Review: IT (2017)
Stephen King’s It remains one of the most popular of his works, instantly recognizable thanks to the massively successful book and the large exposure from the TV miniseries. Stating the obvious of course, but I bring this up because expectations on the new It adaptation are through the roof. A ton of people know the story, from experienced King fans to those that ask, "Is that the film with that damn clown?" The way this “clown” wormed its way into our minds, or more importantly into mainstream pop culture, is one of King’s finest hours. Thankfully with our latest outing, dealing with familiar ground, the story is not only respected but told with a confidence that makes for an entertaining movie, never once feeling redundant. I mean, yeah, it has scares for days and should be labeled a proper "Horror" film but that’s not the only thing it gets right. The film is effortlessly charming and often times very hilarious, even in the most violent of sequences. Think Poltergeist-JoBeth Williams-slips in the pool kind of fun but over and over again.
This film looks incredible, too, thanks to the stunning cinematography from Chung-hoon Chung, who recently shot the Hell out of Chan-wook Park’s film The Handmaiden. His visuals here leave no room for complaints, blending rich darks with beaming Derry, Maine sunlight. His contrasts between this beautiful town and say Pennywise’s lair is a lovely thing to witness. The sound design on It is a disgusting blend of gurgles, cracking bones, sewer splashes, and ungodly demonic screams, which is to say it is great; the sound work makes It ten times more immersive than any 3D effect could ever pull off. Making great use of surround sound, Pennywise feels like he’s coming for you at all angles, causing you to writhe in your seat. This film does have a big chunk of digital effects, but I feel they are handled with delicate care and they avoid becoming embarrassing, like something out of The Thing prequel from 2011. Trust me, I too would love to watch Rob Bottin's It, but the digital work here is terrifyingly good. Animators really went nuts here giving the infamous monster a variety of ways to salt the meat of its prey. My favorite gag involves a fridge that Pennywise emerges from, I will say no more, just know it is very impressive work.

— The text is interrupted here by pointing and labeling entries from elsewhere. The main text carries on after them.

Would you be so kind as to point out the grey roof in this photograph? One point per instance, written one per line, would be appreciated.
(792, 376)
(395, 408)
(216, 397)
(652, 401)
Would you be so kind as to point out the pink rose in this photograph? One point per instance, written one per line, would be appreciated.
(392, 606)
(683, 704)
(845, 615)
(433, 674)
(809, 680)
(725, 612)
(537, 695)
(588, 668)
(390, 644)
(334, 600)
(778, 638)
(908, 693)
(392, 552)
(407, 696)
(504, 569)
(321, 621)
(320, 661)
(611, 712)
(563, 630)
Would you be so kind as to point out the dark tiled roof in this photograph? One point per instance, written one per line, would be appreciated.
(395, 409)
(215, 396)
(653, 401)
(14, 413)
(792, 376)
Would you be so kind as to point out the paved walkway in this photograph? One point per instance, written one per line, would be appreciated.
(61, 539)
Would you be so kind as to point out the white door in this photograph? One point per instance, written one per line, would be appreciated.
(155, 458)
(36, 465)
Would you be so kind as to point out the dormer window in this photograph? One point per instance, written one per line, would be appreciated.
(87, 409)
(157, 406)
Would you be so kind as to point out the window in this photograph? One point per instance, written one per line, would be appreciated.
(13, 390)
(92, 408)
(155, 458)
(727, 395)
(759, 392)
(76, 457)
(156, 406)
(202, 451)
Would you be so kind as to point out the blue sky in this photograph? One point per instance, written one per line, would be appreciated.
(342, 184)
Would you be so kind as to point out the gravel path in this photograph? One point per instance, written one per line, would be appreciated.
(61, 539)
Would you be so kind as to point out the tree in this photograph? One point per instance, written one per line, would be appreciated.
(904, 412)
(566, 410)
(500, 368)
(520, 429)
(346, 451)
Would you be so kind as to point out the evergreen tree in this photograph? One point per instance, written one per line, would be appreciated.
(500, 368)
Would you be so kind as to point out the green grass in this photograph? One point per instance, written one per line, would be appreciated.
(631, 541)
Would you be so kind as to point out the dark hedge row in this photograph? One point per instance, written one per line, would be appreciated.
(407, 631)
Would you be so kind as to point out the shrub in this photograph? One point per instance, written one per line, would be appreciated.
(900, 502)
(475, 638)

All of this joy I speak of is no doubt made cohesive by our perfectly cast lead children. They will be remembered on a Goonies-level for years to come, I am sure. Each of them shine in their own right delivering adult material like an experienced comedic troupe. Worried about that Stranger Things on-the-nose casting? Toss that down a sewer drain because Finn Wolfhard brought his A-game. His take on Richie Tozier will put to rest all complaints of fan-casting as the hyperactive motormouth. A special shoutout goes out to Jeremy Ray Taylor and his portrayal of Ben Hanscom. He melts your heart without saying a word and when he does speak it melts your heart all over again. Lots of melts, I know, but he was that good. Director Andy Muschietti pulls off the biggest hurdle in tackling It, making us care about the fate of every child. They are wonderful and you’ll follow them anywhere, even into the cursed sewers of Derry where they face certain death at the hands of the unthinkable.
About that clown. Bill Skargård knocks it out the park and I say that without hesitation. Strip away the effects and focus on his dialog delivery and body language and you will want nothing to do with Bill's Pennywise. The way he drifts his eyes in mid conversation, the glee as he plays with his food (kids) and the tilting of the head like a curious puppy as its victims stand frozen, questioning their reality. Less silly, more demented, was the direction they leaned into and it works. Pennywise is not ruined ladies and gentlemen, in fact the monster has yet another terrific performance, adding to the monster's legacy. That’s three great performances by my count: Tim Curry, Bill Skarsgård, and the clown you create when you read It.
Derry is a cursed town. All of the adults in it are off in some way or another; overprotective, perverted, or insanely unaware that adults and tons of kids have gone missing for generations. The Losers' Club are strong together but they are scared and outgunned; can they put a stop to this Hell or will they fall victim to fear and be consumed by that thing from your worst nightmare? Stephen King’s It just got a shot in the arm with this big screen adaptation, solidifying its place in our hearts and minds as one of the great American horror stories. I simply can not wait to hang out with The Losers in It: Chapter Two.